The fix that would have blocked this attack has been available for two years. Requiring SLSA provenance in lockfiles, blocking postinstall scripts in CI by default, and rotating to short-lived npm tokens instead of long-lived access tokens — none of these are hard. npm supports --ignore-scripts in CI environments today. You can add ignore-scripts=true to your .npmrc in about thirty seconds. Most teams have not done it because the cost of being wrong felt abstract, and the cost of being secure felt like friction.
The blast radius is no longer abstract. One three-hour window, one compromised maintainer account, one package with a hundred million weekly downloads, and WAVESHAPER.V2 is running on developer machines and CI runners worldwide.

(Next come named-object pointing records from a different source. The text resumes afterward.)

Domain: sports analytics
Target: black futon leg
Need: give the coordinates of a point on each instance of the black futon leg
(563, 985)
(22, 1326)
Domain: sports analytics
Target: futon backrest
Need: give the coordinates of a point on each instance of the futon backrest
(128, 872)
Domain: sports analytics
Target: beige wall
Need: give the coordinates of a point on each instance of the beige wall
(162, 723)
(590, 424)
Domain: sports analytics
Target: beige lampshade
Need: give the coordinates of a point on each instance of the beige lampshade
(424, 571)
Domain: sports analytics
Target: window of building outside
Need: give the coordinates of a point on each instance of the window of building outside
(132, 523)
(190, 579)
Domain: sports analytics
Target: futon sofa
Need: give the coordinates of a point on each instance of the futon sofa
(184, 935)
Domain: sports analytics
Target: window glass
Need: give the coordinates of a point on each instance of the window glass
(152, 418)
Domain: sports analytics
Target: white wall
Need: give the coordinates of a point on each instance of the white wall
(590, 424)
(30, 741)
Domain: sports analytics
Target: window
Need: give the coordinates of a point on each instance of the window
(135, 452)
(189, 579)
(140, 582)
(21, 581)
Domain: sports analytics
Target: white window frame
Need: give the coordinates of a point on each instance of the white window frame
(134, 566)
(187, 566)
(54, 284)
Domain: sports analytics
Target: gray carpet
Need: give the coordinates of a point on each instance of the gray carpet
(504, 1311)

The attack vector isn’t a zero-day in your application code. It’s the fact that npm install runs arbitrary scripts by default and almost nobody pins to provenance-verified lockfiles.
The structural changes are not complicated: lock your dependencies to provenance-verified lockfiles, add ignore-scripts=true to your CI .npmrc, and move to short-lived OIDC tokens for any package you publish. If you use Claude Code or any other AI coding tool distributed via npm, verify your installation path today and switch to the native installer if one exists.
What you should not do is treat this as an axios-specific problem that was fixed when the malicious versions were pulled. UNC1069 and TeamPCP are two separate APT-level campaigns that targeted developer tooling in the same twelve days. The target surface is every package manager that runs arbitrary code during installation, and the JavaScript ecosystem is not the only one.
The debate about whether AI coding tools have an acceptable security posture should be over. The tools themselves are now explicitly in the target profile of nation-state threat actors. That changes the calculus on every npm install you run in a privileged environment.